家串の人もコブダイはあまり見たことがないらしく「えらくふといわなあ」と買い物にきていた人たちが皆、といっても3、4人だったが、驚いた。

最初に釣ったものは自分で捌いて食べた。そして、4,5キロのものも食べた。しかし10キロほどの大物になると捌くのも大仕事で、他の人に上げた。こんどは13キロだ。「食べませんか。フライにしてもいいし、ミリンを少し入れて味噌漬けにするとすごくうまいですよ」と薦めてみたが「こんなに大きうては、よう食べ切れん」と皆しり込みをする。コブダイは頭の目方が半分近くを占めるが、それでも身が6,7キロはあるだろう。家串でも核家族化や高齢化が進んでいて、世帯員が2,3人という小家族が多く、普通の家では食べきれない。そして慣れた人でしかも腕力のある人でなければ、この大きな魚を捌くのは難しいが、老人世帯が多い。というわけで、農協の売店に来ていた人のなかには貰い手がいなかった。

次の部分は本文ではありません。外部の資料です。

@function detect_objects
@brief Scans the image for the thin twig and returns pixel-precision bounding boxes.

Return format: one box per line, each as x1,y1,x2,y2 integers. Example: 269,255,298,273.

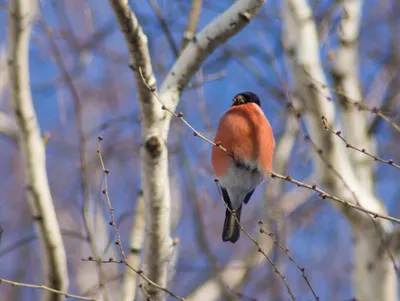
97,136,127,261
266,39,400,275
0,278,99,301
186,71,227,89
307,78,400,133
321,116,400,169
96,137,186,301
181,0,203,51
148,0,179,57
0,230,88,258
285,90,400,274
258,222,319,301
144,54,400,276
269,172,400,224
138,67,233,158
214,181,296,301
138,67,400,226
139,283,156,301
40,19,111,299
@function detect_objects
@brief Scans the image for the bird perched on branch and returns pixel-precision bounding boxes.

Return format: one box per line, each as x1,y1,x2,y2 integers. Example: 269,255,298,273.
212,92,275,243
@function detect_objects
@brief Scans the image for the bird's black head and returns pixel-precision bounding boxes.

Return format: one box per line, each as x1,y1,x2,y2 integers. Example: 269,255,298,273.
232,92,260,107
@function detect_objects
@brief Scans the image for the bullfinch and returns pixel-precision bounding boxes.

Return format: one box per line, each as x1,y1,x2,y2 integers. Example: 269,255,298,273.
211,92,275,243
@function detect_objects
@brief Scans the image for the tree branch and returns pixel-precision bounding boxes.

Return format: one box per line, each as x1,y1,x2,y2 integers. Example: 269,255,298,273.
148,0,179,57
107,1,265,300
181,0,203,52
39,19,111,301
107,2,171,300
282,0,398,299
160,0,266,120
0,278,98,301
7,1,68,300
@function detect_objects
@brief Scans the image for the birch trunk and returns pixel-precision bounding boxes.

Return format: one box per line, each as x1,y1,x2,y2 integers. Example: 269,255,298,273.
8,1,69,300
282,0,398,300
108,1,265,300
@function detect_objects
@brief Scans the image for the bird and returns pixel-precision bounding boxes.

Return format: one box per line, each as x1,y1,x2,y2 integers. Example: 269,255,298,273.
211,92,275,243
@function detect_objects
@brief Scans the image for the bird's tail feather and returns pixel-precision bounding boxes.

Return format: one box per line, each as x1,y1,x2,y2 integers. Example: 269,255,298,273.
222,204,242,243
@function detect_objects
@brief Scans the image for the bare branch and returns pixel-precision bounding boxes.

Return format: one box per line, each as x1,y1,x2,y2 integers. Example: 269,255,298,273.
39,19,111,300
83,257,186,301
282,0,398,299
106,3,171,297
0,278,98,301
258,222,318,300
0,230,88,258
181,0,203,52
141,67,400,226
187,181,310,301
96,138,186,301
270,172,400,224
214,181,296,301
107,0,157,125
8,1,68,300
139,283,156,301
148,0,179,57
321,116,399,169
108,1,265,300
160,0,266,117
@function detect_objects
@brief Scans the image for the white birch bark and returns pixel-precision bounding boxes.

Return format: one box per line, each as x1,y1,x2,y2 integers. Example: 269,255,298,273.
0,111,18,141
187,257,257,301
0,46,18,141
107,2,171,299
282,0,397,300
121,193,145,301
331,0,374,192
8,1,69,300
0,46,7,98
107,1,265,300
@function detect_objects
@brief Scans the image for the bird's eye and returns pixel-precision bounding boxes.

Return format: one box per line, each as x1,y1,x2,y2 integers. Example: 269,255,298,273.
233,95,245,105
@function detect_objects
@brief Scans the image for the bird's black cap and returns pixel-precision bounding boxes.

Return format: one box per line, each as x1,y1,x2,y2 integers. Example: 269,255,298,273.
232,92,260,107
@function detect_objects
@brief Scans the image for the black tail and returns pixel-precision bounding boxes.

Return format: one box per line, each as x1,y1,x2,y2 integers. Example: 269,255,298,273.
221,188,256,243
222,204,242,243
221,188,242,243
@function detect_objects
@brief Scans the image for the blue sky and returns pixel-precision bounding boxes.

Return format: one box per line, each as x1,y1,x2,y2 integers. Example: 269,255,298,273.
0,0,399,300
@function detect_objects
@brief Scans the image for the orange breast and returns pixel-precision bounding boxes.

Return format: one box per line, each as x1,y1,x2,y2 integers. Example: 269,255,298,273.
211,103,275,177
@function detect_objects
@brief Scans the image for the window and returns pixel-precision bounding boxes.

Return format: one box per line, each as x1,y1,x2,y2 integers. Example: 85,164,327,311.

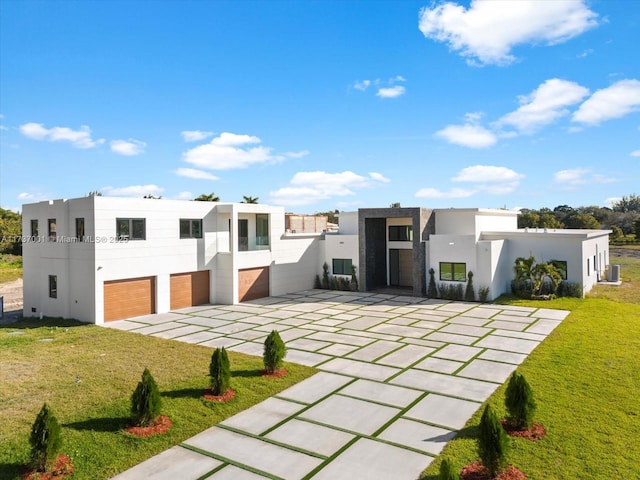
31,219,38,237
75,218,85,241
49,275,57,298
238,219,248,251
333,258,352,275
116,218,145,240
587,258,590,276
389,225,413,241
439,262,466,282
180,219,202,238
550,260,568,280
256,214,269,246
48,219,57,241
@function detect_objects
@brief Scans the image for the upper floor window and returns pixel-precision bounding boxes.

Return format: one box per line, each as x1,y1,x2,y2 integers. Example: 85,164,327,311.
440,262,466,282
75,218,86,242
48,219,57,242
256,214,269,247
389,225,412,242
31,219,38,237
116,218,145,240
180,219,202,238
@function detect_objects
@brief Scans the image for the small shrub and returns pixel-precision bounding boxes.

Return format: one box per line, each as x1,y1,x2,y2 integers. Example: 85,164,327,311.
209,347,231,395
329,276,338,290
264,330,286,373
478,286,490,303
350,265,359,291
478,404,509,477
314,274,321,289
321,262,330,289
557,281,582,298
131,368,162,427
339,276,350,291
454,283,464,300
29,403,62,472
428,268,438,298
465,271,475,301
439,283,452,300
505,372,536,430
439,458,459,480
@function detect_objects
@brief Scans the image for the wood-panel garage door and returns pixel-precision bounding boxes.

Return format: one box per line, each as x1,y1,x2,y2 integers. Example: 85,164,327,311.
238,267,269,302
104,277,155,322
170,271,210,310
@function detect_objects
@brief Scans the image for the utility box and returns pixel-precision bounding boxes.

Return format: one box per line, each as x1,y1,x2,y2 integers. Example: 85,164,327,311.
608,264,621,282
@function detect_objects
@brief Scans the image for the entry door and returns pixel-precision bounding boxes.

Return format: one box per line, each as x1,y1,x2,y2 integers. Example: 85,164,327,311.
389,249,400,286
238,219,248,251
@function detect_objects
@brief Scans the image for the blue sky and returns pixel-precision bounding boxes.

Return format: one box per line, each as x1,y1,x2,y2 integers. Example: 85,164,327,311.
1,0,639,213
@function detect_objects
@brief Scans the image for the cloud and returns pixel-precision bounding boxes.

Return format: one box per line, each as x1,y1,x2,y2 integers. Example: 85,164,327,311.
497,78,589,133
572,79,640,125
453,165,524,183
353,80,371,91
604,197,621,208
435,124,497,148
174,191,193,200
416,165,524,198
631,150,640,157
182,132,285,170
284,150,310,158
553,168,614,187
19,122,104,148
174,168,220,180
418,0,598,66
377,85,406,99
102,184,164,197
269,171,389,206
182,130,214,142
415,187,476,199
353,76,406,98
110,138,146,156
17,192,35,200
577,48,594,58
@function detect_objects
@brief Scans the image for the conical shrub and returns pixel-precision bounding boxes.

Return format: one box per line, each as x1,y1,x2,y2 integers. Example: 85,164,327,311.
439,458,459,480
263,330,286,373
505,372,536,430
131,368,162,427
428,268,438,298
465,271,475,301
29,403,62,472
210,347,231,395
478,404,509,477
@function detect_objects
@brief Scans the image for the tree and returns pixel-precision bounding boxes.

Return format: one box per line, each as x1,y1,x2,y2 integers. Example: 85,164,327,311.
517,211,540,229
539,213,563,229
635,218,640,240
350,265,359,291
241,196,259,204
505,372,536,430
478,404,509,477
263,330,286,373
29,403,62,472
439,458,459,480
564,213,600,229
209,347,231,395
465,271,475,301
513,256,535,290
87,190,103,196
612,194,640,213
131,368,162,427
194,192,220,202
143,194,162,199
610,225,624,241
531,262,562,296
315,209,339,224
428,268,438,298
321,262,330,289
0,207,22,255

私が捌いて、切り身にでもして分けてあげれば、もらう人はいくらでもいるに違いない。しかし、私は釣り上げるための格闘に精根尽き果てて、家にもどるのがやっとと言う状態で、とても魚を捌く元気がない。「誰かもらってくれる人はないですかねえ」と聞くと、「藤吉郎さんとこはどうやろう。藤吉郎さんとこは家族が多いからだいじょうぶかもしれん」と言う人がいた。浅野藤吉郎さんの家族は、同居の息子夫婦と孫が一人で5人だという。決して「家族が多い」というほどではないが、家串では確かに多い方だ。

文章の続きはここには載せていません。